Computer & Information Science Department   Polytechnic University

ATTENTION: THIS WEB SITE HAS MOVED. The pages you are looking at are no longer being maintained. Please go to http://www.poly.edu/cis/ to visit the new site of the Department of Computer and Information Science at Polytechnic University.

I/O-Efficient Techniques for Computing Pagerank

TR-CIS-2002-03 (11/08/2002)
Yen-Yu Chen, Qingqing Gan, Torsten Suel

pdf version of this paper

Abstract
Over the last few years, most major search engines have integrated link-based ranking techniques in order to provide more accurate search results. One widely known approach is the Pagerank technique, which forms the basis of the Google ranking scheme, and which assigns a global importance measure to each page based on the importance of other pages pointing to it. The main advantage of the Pagerank measure is that it is independent of the query posed by a user; this means that it can be precomputed and then used to optimize the layout of the inverted index structure accordingly. However, computing the Pagerank measure requires implementing an iterative process on a massive graph corresponding to hundreds of millions of web pages and billions of hyperlinks.

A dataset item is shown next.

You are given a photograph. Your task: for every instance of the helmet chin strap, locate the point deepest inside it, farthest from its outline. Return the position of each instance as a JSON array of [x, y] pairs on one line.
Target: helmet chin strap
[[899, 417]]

In this paper, we study I/O-efficient techniques to perform this iterative computation. We derive two algorithms for Pagerank based on techniques proposed for out-of-core graph algorithms, and compare them to two existing algorithms proposed by Haveliwala. We also consider the implementation of a recently proposed topic-sensitive version of Pagerank. Our experimental results show that for very large data sets, significant improvements over previous results can be achieved on machines with moderate amounts of memory. On the other hand, at most minor improvements are possible on data sets that are only moderately larger than memory, which is the case in many practical scenarios.